While California is fighting against fires which have ravaged the south of its territory since Tuesday January 7 and have caused at least ten deaths, a certain group of firefighters is proving to be essential in this fight: prisoners. The California Department of Corrections deployed 783 inmates to help 7,500 firefighters contain the flames.
In this state particularly affected by fires which are becoming more and more violent with the climate crisis, the prison administration manages 35 fire stations, where inmates are trained in fighting fires and help the authorities to intervene in the event of fire, flood or other disasters. These sites are considered minimum security facilities and house more than 1,800 incarcerated firefighters. They have represented up to 30% of the deployed force in the past.
Eight-day training
Fire stations recruit on a voluntary basis but not all prisoners are eligible. Only those who have less than eight years to serve are retained, and convictions for arson, murder, rape are criteria for exclusion from the program. Finally, candidates must be judged physically and mentally fit. Once recruited, the inmate undergoes eight days of theoretical and practical training, provided by the California Department of Forestry and Fire Protection.
With wages having doubled in 2023, prisoners are now paid between $5.80 (€5.65) and $10.24 (€9.98) per day, depending on their skill level. A dollar per hour is added when they respond to an emergency. Although paltry, these salaries are considered rather high for work “behind bars”. Prisoners also earn time credits: for each day spent on a fire team, their sentence is reduced by two days.
Inmate firefighters work in harsher working conditions than their counterparts and often risk their lives. According to a 2018 Time magazine survey, incarcerated firefighters are also four times more likely to suffer injuries than other firefighters.
Since the use of water lances is reserved for professionals, their mission is mainly to reduce the probability of fires spreading by cleaning nearby brush. The prisoners see it as an opportunity to practice a useful profession and regain self-confidence. Royal Ramey, a former inmate firefighter, told American public radio last July: “ when you are constantly told that you are a threat to society and suddenly everything turns around, and you become a hero by helping people in the community, it is one of the nicest feelings that I have never experienced in my life ».
Cheap labor
California has long relied on these prisoners to fight fires, the prison administration program having begun in 1915. It is therefore one of 14 American states which offer this alternative sentence to voluntary prisoners. Since 2020, a new eighteen-month training program for ex-inmates allows them to become firefighters and an accelerated procedure for expunging criminal records for former members of fire camps has been put in place in order to promote their reintegration.

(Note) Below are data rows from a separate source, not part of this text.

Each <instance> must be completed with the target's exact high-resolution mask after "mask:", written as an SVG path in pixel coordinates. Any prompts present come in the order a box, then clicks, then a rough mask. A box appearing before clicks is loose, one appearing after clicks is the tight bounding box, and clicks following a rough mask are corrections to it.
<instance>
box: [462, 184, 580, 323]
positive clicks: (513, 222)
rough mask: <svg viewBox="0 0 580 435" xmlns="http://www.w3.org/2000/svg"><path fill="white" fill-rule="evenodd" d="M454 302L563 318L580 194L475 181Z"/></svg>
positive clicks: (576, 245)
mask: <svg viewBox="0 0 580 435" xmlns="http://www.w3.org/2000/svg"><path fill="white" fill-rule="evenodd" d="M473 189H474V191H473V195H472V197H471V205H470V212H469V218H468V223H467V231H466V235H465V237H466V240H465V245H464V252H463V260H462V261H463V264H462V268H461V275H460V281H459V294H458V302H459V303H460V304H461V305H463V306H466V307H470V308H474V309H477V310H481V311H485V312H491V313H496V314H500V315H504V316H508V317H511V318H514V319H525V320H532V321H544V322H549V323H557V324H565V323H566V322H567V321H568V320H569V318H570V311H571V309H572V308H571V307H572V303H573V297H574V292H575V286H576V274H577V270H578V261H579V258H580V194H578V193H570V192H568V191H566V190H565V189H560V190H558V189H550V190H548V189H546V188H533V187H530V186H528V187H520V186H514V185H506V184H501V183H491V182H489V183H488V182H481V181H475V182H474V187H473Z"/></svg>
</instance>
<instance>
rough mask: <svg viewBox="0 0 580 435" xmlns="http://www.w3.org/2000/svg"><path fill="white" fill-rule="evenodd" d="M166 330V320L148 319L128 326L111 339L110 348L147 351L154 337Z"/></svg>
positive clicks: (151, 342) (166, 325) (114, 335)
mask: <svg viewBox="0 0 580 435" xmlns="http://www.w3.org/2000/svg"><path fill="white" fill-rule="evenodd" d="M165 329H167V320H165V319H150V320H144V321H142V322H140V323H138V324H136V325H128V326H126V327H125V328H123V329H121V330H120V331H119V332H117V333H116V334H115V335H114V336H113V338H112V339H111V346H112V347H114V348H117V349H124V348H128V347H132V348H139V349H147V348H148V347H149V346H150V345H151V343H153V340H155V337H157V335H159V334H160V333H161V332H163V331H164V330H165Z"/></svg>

But some inmates denounced the fact that they were trained more to fill labor shortages rather than to promote their reintegration. Most of them do not become firefighters upon their release, in particular because of their stigmatization as ex-convicts.
In a Guardian column in 2020, Amika Mota, a former detained firefighter, spoke of her disappointment: “ Despite my training, experience, and the fact that prison officials determined that I could help save lives in the community, I had no realistic way of returning to the same job after my release. Travel restrictions related to my parole closed my path to regular firefighting work ».
While Kamala Harris served as California Attorney General, her office repeatedly blocked efforts to reduce prison overcrowding, including by releasing non-dangerous inmates who had served more than half their sentences. In 2014, one of the arguments put forward by his team to justify this position was “ the significant impact such releases would have on fire station attendance, which would be dangerous as California faces a difficult fire season and severe drought ».